In 1982, Amber was celebrating her first Christmas, and I added two new pieces to the Nativity; the resting camel with a patchwork hump and the little goat with his beard and horns. This was also the year that a family member received the most spectacular piece to the Nativity collection, “They followed the Star”. This piece was actually three separate pieces, the three wise men riding camels. The camels, each standing on long, tall legs, tapered down in size, as did their riders. The smallest camel carried a very young wise man that, in turn, was carrying a teddy bear. The middle one was carrying a larger shepherd who was holding a small gold star attached to a stick, which he dangled over his camel like the carrot on a stick. The largest one camel carried the largest shepherd, who had his hands folded in prayer. I was so jealous! I really wanted wise men to complete my Nativity, but I could not afford the three large camels with their wonderful wise men. I also could not afford the three smaller wise men that were also produced that year. These wise men were not riding camels and were about the same size of the shepherds.
The next few years, I didn’t add to the Nativity because I didn’t have the money to spend. But this didn’t damper my love for my collection and I began to display them in a glassed cabinet where I could see them every day. They stayed in this cabinet until my divorce in 1986, when I boxed them away with care and labeled them “Fragile—Do Not Drop!” The next year, with a full-time job and two small children, I used my Christmas money to buy “Tubby” the pig to add to my Nativity. Tubby is so round and squat with his name quilted onto a heart on one side and a brown chicken on his back. Tubby would be the last piece I would buy for the next 10 years.

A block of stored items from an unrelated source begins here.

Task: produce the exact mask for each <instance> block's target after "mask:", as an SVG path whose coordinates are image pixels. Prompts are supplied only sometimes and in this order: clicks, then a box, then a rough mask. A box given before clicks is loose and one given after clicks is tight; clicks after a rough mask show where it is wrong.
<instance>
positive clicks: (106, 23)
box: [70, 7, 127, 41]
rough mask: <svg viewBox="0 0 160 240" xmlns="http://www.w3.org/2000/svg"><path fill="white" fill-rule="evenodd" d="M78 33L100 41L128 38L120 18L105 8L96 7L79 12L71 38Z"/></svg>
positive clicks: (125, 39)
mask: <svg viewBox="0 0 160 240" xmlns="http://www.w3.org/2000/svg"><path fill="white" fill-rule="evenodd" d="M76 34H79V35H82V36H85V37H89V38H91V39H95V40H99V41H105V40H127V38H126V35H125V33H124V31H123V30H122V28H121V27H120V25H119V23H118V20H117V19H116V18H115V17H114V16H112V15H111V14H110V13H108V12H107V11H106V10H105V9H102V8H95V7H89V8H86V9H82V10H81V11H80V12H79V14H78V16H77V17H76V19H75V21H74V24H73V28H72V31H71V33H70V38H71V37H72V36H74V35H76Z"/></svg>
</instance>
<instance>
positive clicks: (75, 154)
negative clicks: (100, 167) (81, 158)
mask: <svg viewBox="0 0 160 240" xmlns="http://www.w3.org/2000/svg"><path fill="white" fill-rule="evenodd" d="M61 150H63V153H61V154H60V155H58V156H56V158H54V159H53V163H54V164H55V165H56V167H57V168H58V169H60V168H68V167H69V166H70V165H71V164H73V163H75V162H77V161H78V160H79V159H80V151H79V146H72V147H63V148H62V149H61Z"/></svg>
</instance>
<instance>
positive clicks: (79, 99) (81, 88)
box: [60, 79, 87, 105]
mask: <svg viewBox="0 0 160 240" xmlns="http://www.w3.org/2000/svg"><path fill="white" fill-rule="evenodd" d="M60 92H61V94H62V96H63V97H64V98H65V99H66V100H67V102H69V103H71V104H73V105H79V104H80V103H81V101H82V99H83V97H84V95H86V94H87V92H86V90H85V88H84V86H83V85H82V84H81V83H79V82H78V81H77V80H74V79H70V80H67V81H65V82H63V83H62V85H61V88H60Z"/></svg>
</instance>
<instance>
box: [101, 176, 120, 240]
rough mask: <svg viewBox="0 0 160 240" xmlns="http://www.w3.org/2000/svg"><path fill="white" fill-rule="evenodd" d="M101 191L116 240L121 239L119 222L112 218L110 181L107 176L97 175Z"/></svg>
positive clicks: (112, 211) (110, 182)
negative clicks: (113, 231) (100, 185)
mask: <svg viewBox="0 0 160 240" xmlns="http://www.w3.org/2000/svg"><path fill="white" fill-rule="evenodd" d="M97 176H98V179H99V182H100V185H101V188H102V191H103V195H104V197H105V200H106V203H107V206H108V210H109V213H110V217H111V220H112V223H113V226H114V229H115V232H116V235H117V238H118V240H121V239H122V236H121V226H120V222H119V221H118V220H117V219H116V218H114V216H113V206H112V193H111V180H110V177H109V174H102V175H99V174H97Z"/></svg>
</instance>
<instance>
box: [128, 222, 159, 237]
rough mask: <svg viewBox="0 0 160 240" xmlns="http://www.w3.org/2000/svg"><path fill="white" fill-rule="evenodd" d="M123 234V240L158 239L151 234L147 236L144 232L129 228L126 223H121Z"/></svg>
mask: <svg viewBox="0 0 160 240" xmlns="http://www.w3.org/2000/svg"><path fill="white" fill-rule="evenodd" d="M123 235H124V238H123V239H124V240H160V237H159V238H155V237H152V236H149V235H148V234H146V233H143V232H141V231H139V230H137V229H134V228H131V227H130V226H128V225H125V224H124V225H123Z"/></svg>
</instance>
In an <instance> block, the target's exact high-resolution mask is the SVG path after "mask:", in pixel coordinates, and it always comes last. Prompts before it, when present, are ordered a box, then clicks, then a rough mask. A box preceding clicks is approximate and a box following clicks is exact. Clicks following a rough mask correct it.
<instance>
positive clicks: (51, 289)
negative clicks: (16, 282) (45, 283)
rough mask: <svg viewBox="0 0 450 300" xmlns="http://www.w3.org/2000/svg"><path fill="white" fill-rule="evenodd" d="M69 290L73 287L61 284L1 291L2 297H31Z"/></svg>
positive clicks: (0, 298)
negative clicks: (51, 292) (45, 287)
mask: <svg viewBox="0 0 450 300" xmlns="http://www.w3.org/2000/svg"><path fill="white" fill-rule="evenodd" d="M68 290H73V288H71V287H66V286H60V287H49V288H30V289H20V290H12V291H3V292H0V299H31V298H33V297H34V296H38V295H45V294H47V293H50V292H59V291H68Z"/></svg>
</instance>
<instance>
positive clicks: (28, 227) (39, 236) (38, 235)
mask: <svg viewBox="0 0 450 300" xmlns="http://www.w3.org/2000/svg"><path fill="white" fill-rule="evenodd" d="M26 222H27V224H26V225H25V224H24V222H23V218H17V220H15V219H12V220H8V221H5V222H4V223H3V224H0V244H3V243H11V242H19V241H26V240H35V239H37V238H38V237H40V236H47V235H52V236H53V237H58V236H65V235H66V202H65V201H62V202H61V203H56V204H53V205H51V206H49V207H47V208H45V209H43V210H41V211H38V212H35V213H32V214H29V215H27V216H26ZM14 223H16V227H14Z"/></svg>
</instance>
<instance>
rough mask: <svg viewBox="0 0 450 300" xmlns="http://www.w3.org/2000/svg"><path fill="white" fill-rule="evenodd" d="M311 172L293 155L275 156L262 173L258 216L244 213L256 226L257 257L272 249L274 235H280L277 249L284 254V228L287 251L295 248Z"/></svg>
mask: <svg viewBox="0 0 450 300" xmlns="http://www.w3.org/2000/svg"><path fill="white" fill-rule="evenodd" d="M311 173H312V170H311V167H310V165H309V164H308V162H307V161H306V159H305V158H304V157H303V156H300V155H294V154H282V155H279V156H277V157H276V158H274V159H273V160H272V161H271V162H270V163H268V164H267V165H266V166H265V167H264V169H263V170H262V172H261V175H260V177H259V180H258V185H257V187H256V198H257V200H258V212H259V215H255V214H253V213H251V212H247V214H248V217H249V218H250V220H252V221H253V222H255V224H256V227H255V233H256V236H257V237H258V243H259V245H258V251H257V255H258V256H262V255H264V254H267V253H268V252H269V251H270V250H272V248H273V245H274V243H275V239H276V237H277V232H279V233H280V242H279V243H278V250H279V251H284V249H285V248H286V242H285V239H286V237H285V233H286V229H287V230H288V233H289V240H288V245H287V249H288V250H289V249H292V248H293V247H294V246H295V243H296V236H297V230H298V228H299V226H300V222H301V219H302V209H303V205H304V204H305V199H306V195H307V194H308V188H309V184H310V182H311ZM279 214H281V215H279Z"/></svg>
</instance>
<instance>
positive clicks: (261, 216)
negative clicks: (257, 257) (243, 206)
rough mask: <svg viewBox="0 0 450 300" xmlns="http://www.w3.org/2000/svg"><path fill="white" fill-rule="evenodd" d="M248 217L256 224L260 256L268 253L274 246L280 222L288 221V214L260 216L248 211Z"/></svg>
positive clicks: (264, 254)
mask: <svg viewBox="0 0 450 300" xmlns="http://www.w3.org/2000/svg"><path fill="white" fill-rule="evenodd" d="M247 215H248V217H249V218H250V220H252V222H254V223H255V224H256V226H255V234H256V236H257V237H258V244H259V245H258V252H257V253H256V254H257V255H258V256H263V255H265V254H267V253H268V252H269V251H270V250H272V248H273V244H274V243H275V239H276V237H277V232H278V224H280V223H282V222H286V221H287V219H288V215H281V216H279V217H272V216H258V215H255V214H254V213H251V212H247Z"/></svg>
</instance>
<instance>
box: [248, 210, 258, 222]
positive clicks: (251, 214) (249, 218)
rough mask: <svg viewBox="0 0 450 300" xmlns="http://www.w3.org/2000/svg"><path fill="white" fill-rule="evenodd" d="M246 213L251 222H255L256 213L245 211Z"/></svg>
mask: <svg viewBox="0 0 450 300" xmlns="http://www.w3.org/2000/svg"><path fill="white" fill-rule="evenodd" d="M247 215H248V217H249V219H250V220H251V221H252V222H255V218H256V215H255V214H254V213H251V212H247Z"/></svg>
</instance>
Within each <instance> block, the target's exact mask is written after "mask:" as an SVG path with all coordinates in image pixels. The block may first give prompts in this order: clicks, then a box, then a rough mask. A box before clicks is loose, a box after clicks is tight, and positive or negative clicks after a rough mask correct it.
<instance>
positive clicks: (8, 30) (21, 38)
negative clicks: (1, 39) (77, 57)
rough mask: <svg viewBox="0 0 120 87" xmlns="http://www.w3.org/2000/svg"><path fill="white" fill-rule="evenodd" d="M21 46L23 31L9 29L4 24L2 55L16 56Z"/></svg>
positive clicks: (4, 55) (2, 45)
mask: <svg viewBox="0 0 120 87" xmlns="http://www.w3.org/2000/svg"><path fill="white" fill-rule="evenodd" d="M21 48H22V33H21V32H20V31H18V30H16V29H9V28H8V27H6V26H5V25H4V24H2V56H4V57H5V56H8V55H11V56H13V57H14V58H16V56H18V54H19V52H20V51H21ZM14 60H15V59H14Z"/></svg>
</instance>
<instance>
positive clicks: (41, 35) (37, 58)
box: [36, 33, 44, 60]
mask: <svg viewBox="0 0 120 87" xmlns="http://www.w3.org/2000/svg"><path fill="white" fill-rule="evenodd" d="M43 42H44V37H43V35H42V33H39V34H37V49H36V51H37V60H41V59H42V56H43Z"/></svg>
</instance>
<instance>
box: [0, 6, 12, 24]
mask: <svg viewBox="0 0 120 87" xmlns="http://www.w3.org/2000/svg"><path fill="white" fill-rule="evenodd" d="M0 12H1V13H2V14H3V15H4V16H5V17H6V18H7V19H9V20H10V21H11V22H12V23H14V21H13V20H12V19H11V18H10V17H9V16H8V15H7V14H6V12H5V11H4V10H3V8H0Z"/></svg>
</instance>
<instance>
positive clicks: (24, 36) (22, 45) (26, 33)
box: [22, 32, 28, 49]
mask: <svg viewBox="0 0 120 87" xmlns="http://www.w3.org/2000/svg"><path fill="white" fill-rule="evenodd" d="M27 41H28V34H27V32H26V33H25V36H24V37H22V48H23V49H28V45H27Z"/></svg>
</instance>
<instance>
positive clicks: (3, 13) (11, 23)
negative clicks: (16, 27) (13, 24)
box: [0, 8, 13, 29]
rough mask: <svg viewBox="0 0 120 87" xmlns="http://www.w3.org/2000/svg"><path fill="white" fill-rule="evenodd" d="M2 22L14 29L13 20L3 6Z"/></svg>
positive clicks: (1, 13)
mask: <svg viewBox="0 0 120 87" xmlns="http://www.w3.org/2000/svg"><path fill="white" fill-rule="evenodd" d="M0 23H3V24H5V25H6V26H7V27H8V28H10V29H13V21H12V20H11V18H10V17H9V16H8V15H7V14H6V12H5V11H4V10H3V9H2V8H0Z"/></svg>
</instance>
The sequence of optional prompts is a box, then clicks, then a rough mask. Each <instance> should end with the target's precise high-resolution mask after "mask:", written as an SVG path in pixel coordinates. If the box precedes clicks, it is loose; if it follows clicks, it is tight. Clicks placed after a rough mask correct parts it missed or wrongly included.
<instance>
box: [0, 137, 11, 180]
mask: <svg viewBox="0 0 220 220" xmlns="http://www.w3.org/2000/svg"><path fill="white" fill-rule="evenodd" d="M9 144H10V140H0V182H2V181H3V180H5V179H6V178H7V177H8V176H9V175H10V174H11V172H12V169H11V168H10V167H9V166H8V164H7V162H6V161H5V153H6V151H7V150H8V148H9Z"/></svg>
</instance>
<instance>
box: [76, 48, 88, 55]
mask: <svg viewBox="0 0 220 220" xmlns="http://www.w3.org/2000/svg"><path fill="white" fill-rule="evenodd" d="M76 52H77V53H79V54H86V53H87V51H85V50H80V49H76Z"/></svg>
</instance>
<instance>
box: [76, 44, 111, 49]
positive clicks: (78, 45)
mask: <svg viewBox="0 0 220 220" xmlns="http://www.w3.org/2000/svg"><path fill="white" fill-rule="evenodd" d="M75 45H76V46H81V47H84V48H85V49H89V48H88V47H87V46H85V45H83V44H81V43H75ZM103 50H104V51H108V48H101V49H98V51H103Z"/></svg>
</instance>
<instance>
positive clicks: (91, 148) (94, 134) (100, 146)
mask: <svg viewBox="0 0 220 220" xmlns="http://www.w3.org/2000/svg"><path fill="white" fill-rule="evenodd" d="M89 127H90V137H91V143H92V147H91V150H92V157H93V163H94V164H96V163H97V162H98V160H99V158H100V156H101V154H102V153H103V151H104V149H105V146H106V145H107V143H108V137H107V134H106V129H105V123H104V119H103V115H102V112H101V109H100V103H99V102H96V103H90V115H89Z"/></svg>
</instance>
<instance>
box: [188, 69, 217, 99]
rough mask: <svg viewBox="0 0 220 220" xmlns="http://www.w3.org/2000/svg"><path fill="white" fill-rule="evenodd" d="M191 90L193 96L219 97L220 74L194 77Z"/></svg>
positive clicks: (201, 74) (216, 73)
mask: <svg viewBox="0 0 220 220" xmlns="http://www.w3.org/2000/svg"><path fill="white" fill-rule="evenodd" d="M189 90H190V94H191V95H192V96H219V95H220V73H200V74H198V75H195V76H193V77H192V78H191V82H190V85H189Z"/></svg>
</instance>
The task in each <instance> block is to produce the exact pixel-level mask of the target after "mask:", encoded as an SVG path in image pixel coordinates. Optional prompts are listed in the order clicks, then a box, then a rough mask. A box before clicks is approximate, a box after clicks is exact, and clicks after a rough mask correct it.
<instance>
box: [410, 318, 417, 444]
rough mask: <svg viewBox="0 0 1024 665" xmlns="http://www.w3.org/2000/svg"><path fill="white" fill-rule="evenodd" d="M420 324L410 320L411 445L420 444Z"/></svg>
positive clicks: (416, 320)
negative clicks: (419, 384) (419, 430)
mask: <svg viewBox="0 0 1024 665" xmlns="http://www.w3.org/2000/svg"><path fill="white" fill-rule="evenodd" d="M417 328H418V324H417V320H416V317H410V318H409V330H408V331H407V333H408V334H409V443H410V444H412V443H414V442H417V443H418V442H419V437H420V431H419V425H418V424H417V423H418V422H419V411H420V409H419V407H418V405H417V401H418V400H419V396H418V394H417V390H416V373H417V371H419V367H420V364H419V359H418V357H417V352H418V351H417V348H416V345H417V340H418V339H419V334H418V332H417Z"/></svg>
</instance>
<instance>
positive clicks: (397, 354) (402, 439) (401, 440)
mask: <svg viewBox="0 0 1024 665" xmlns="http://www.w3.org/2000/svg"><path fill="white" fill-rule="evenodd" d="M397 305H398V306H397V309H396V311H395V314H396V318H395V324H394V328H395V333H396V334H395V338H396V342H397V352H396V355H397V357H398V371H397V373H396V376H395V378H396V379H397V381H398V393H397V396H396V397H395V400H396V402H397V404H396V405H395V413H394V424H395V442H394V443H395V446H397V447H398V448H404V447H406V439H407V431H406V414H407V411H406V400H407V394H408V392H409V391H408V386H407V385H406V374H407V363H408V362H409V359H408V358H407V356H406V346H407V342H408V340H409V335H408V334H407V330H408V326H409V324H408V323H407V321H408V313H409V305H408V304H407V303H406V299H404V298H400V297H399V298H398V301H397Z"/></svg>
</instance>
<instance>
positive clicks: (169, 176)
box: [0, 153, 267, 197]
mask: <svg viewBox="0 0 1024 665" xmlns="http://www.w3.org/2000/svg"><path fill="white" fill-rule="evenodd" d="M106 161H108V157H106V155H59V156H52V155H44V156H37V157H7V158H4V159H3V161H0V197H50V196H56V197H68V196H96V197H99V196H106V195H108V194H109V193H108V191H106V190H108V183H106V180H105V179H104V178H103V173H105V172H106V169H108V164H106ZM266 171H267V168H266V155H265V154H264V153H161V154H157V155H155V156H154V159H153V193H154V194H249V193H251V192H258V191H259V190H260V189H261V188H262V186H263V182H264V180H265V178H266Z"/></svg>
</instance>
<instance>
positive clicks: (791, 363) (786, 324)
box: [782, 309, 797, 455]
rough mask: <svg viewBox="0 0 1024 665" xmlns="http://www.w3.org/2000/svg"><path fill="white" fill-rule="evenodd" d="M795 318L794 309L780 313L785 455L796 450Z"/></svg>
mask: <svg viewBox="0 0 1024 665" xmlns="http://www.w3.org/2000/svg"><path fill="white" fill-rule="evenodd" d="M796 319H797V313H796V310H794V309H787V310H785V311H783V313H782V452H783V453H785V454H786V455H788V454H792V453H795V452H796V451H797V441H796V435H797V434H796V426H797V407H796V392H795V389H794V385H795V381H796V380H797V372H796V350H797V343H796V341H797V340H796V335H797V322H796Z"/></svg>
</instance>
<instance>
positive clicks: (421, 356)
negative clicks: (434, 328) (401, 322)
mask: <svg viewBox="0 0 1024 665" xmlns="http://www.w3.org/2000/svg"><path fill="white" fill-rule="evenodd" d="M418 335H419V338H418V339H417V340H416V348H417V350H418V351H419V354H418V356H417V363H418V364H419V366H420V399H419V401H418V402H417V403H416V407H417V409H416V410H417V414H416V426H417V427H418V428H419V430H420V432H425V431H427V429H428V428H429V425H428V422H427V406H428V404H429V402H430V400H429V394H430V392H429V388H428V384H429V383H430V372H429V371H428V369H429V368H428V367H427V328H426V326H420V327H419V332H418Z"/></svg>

I quickly learned that children and Precious Moments do not mix. My first causality was my little black lamb, and I didn’t even have children of my own yet. My niece was so enthralled with my Nativity, that in her excitement, she dropped the black lamb and broke his head off. I remember crying so hard, but this was before I had children of my own, and I didn’t realize I would have many more disappointments. I managed to glue his head back on, and now, every year as I unwrap him, I am reminded of the good times I spent with my niece. All three of my own children have broken pieces of my Nativity. Actually, Amber and Marie each broke the same piece at two different times. The both managed to break the halo off the controversial Star of Bethlehem. Now it is firmly attached with super glue. When she was five, Christine broke the blue bird off the cow’s back, and that blue bird has never been found.
Christmas is here again, and gazing at the Nativity brings back the joys and memories of Christmases past. About five years ago, I finally completed my collection when I was able to buy the wonderful wise men riding the camels. For the past 20 years or so, the Nativity has also shared the limelight with Santa’s cookies and milk on Christmas Eve, but as the girls get older, this tradition is fading. Everyone has his or her own memories and traditions related to the holiday season, but to me, it is not Christmas without the Nativity.